Najwięcej powodów do radości na Stadionie im. Pułkownika Hynka miał niewątpliwie Kevin Fajfer , który nie tylko zdobył najwięcej punktów dla zwycięskiej drużyny, ale ustanowił także nowy rekord toru, który obecnie wynosi 62.00 s.

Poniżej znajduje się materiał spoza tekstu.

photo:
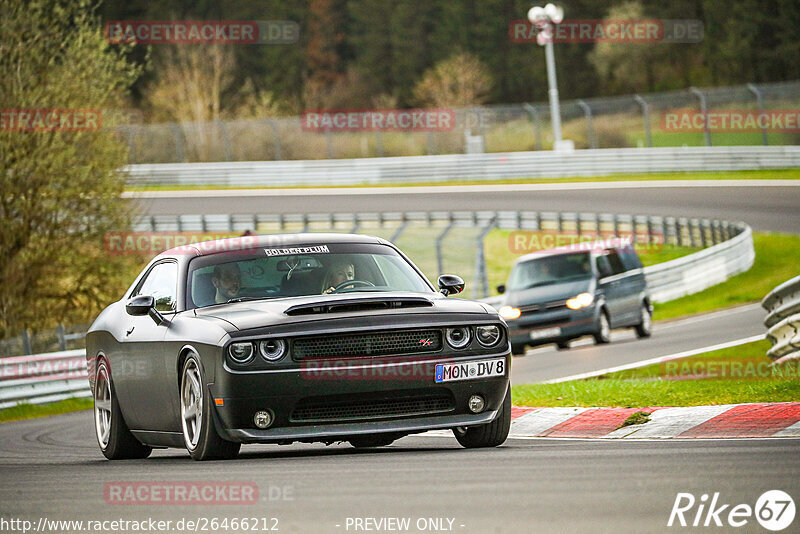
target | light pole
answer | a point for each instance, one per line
(544, 18)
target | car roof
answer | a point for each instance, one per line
(218, 246)
(576, 248)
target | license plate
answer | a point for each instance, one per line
(449, 372)
(545, 332)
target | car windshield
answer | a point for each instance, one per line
(291, 271)
(549, 270)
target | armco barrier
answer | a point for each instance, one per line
(54, 376)
(783, 319)
(493, 166)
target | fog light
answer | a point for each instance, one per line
(476, 404)
(262, 419)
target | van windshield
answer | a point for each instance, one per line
(549, 270)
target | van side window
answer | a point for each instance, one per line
(615, 262)
(629, 258)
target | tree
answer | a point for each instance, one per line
(59, 190)
(459, 81)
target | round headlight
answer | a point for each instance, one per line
(272, 349)
(458, 338)
(487, 335)
(241, 352)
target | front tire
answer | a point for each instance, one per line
(645, 327)
(199, 434)
(491, 434)
(115, 439)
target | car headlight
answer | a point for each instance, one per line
(487, 336)
(507, 312)
(581, 301)
(272, 349)
(241, 352)
(458, 338)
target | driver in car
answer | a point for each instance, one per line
(227, 279)
(340, 271)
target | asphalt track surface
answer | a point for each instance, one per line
(764, 205)
(53, 469)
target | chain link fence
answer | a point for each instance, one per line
(614, 122)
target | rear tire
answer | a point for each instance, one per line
(113, 436)
(602, 333)
(199, 434)
(488, 435)
(645, 327)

Oto pomeczowe wypowiedzi przedstawicieli obu zespołów:
Jarosław Dymek (menadżer drużyny gości) - Mecz był ciekawy dla oka, lecz jego początek był slaby w naszym wykonaniu, ale potem złapaliśmy kontakt. Szkoda nieudanej rezerwy taktycznej w biegu dziewiątym, bo mogliśmy zmniejszyć stratę do czterech punktów, a tak w powtórce wyścigu było 5:1 dla gospodarzy. Oczywiście będziemy walczyć o to, aby punkt bonusowy trafił na nasze konto, bo nikt nie powiedział że 53 punkty gnieźnian wystarczą, aby to oni za tydzień zdobyli bonus.
Stanisław Mielniczuk - Przyjechałem na ten tor pierwszy raz w życiu i wiedziałem. że będzie tu ciężko. Na pierwsze biegi założyłem wyższe przełożenie niż zwykle. Niestety, miałem problem z gaźnikiem. Nie otwierała się do końca przepustnica. Jechałem na pół gazu i w VIII biegu z tego powodu motor nie miał wystarczająco dużo mocy, żeby przekręcić koło w odsypanej nawierzchni , złapał większą przyczepność i pojechałem wprost na bandę. Gdy się z nią zderzyłem, myślałem że wylecę za płot, ale na szczęście wszystko skończyło się dobrze.
Kevin Fajfer (na zdjęciu przodem) – To mój pierwszy w życiu rekord toru. Jeżeli motocykl jest dobry, to też za tym idzie dobry wynik. W ostatnim starcie Kacpra Gomólskiego pożyczyłem mu swój drugi motor. Pojechał lepiej, ale gdybyśmy popracowali z Kacprem więcej przy tym motorze, to pewnie wygrywałby biegi.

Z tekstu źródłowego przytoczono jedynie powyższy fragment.